Maybe my luck with ABIT has just been good ? If that is the case, something is going on, becasue like I have said before, I have been using almost exclusively ABIT boards (yes, there are a few exceptions) for the last 10-11 years. If I am a 'fanboy', that would be the reason why.
Zirconium - Sunday, April 22, 2007 - linkI still remember the BP6 days when Abit was the only one with 1 MHz clock speed adjustments. I still remember how (nerd) pimp I thought I was, running dual 300 MHz celerons OC'd to 450 MHz.
yyrkoon - Sunday, April 22, 2007 - link
Yeah, I not unlike other people stick with things that have proven to work for me. It is pretty much that simple.
Sunrise089 - Friday, April 20, 2007 - linkThanks for updating the guide Jarred. I think you got the price points just right this time, even if you named them wrong. It really isn't an AMD Gaming vs an Intel Overclocking, it's just the smartest decisions for each at a $1500 price point. Too often in the past the guide hasn't stuck to a set price, instead just calling it "midrange", and therefore AMD's $1300 midrange configuration would get outclassed by Intel's $1600 configuration. Keeping the prices closer helps us see that while we'd all rather have Core 2 Duo in our machines, it does necessatate trade-offs to keep the price competitive.
Now if you can, how 'bout making these come out a bit more often?

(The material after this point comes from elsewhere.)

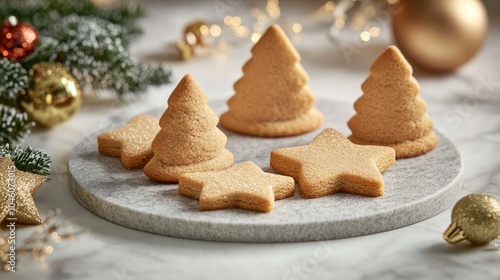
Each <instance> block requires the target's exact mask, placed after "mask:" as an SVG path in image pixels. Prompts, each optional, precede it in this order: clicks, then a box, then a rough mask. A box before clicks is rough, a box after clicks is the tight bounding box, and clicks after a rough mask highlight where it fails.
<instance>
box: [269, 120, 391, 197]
mask: <svg viewBox="0 0 500 280" xmlns="http://www.w3.org/2000/svg"><path fill="white" fill-rule="evenodd" d="M394 162H395V151H394V149H393V148H390V147H382V146H362V145H356V144H353V143H352V142H350V141H349V140H348V139H347V138H345V137H344V136H343V135H342V134H340V133H339V132H337V131H336V130H333V129H325V130H323V131H322V132H321V133H320V134H319V135H318V136H316V138H314V140H313V141H312V142H311V143H310V144H308V145H305V146H298V147H288V148H282V149H277V150H273V151H272V152H271V167H272V168H274V169H275V170H276V171H278V173H280V174H283V175H287V176H291V177H293V178H294V179H295V180H296V181H297V182H298V183H299V189H300V194H301V195H302V196H303V197H305V198H317V197H322V196H326V195H329V194H333V193H337V192H345V193H351V194H356V195H361V196H381V195H383V194H384V180H383V178H382V174H381V172H384V171H385V170H387V169H388V168H389V167H391V166H392V165H393V164H394Z"/></svg>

tacoburrito - Friday, April 20, 2007 - linkConsidering that the Penryn and Barcelona are coming out later this year, which will mean lower prices for the current generation of procs, is now really a good time to buy and build based on current procs?
KeypoX - Saturday, April 21, 2007 - linki agree it isnt a good time ... we are in the middle of another transition and we should wait till it levels out. I think the marketing job intel is doing with these price cuts is awesome though. They are about to make a boat load of money.